During the Soviet engagement in Afghanistan in the 1980s, the Russian defense industry developed a special modification of the Mi-8 (aka Mi-17) helicopter – with an enhanced dust resistant engine – to fly troops and supplies into battle zones in the Afghan mountains. Russia has been supplying Mi-17s to Afghanistan and to Iraqi government forces paid for by the Pentagon.  What is indeed “groundbreaking” about the present deal to supply more than 20 Mi-17s to Afghan and NATO forces is that the price has tripled. In 2006 Mi-17s were procured for $6 million a piece, but now Moscow is reportedly asking for $18 million (Vedomosti, June 21). In all, Russia hopes the helicopter deal will bring in revenue totaling more than $300 million (www.newsru.com, June 20).
 
Moscow is actively lobbying to sell the helicopters. Russia’s permanent representative to NATO Dmitry Rogozin has been calling for NATO to stop dragging its feet and pay up (RIA Novosti, July 12). Consequently it is the US Congress that has been reluctant to release public funds to buy the overpriced Russian Mi-17 helicopters, while President Barack Obama administration has been lobbying in favor of the deal (www.newsru.com, June 20).
 
This month the Russian government approved an agreement with France to allow the transit of arms, military equipment and solders through its airspace. Russia has similar agreements with the United States, Germany, Spain and NATO as an alliance (RIA Novosti, October 11).
 
The Taliban have never been Russia’s friend. A Taliban-controlled Afghanistan could spread an Islamist militancy that could destabilize the former Soviet Central Asia where Russia has vital strategic and military interests. In selling helicopters to forces in Afghanistan, in providing transit capabilities, in training Afghan personnel and in fighting narco-traffic, Russia is not doing the West a favor, but is serving its own strategic and commercial interests. Still an explicit US-lead victory in Afghanistan is not desired by Moscow because it could increase long-term Western influence in a region that is still seen as a Russia’s strategic backyard. Moscow will never commit combat troops to facilitate such an outcome.
 
But if NATO is ready to publicly promote continuing limited cooperation in Afghanistan as something “groundbreaking,” then Moscow will likely play along to promote it in exchange for an endorsement of its European security agenda.
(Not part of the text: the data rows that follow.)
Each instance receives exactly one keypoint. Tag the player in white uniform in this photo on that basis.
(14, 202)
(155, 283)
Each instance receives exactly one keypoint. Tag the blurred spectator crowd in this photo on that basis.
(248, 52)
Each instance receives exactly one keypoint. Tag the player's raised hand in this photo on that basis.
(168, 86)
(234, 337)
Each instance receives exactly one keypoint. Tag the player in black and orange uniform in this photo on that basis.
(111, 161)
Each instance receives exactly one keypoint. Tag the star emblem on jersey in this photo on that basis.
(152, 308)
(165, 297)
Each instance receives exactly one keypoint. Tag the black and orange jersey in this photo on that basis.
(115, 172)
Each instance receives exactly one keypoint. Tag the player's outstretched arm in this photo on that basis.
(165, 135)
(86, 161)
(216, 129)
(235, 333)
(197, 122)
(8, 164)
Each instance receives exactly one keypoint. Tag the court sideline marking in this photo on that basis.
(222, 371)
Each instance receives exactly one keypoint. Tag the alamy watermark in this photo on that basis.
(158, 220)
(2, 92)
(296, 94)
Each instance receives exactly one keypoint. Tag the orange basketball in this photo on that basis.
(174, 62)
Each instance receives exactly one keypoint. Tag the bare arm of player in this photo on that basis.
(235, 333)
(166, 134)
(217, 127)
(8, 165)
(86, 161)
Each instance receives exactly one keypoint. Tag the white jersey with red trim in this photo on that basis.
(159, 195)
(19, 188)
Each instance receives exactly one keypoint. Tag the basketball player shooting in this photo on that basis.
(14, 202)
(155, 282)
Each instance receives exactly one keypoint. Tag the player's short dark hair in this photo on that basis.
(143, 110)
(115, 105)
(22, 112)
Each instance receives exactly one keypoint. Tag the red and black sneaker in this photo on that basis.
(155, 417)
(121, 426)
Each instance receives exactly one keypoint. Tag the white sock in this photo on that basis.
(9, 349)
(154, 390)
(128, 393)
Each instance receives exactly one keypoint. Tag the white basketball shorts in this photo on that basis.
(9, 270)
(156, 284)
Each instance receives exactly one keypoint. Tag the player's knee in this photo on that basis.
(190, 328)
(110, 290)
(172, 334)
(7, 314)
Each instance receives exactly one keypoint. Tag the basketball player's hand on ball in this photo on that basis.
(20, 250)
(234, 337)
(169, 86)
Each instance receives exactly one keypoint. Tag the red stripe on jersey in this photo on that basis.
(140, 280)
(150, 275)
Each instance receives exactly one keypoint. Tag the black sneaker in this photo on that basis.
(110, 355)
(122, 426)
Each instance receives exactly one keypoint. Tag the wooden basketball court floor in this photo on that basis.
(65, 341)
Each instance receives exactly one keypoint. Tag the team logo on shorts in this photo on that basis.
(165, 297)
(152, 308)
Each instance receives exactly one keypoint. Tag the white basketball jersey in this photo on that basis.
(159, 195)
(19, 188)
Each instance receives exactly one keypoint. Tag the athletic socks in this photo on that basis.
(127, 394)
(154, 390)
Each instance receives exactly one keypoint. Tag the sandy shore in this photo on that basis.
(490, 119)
Last December, Russia handed NATO a draft of an “Agreement on the basis of NATO-Russian cooperation” the essence of which has now been disclosed.  Moscow has demanded that the West legally avoid deploying in the combined territory of all new post Cold War member-nations any forces bigger than a brigade (3000 men, 41 tank, 188 armored vehicles, 90 guns), or permanently stationing 24 aircraft for more than 42 days a year.  In the case of an emergency, any additional forces may be deployed in Central Europe, the Balkans or the Baltics only with Russia’s agreement: The creation of a Russian legal veto power within the framework of the NATO-Russian Council on any Western military deployments has also been proposed. In return, Moscow will not undertake any legal commitments, “since it is NATO that is expanding and threatening Russia and not the opposite,” say Russian diplomats (Kommersant, October 27).  During the summit in Deauville, Medvedev seems to have been encouraged by Sarkozy and Merkel that Russia’s special position on European security will likely be favorably received.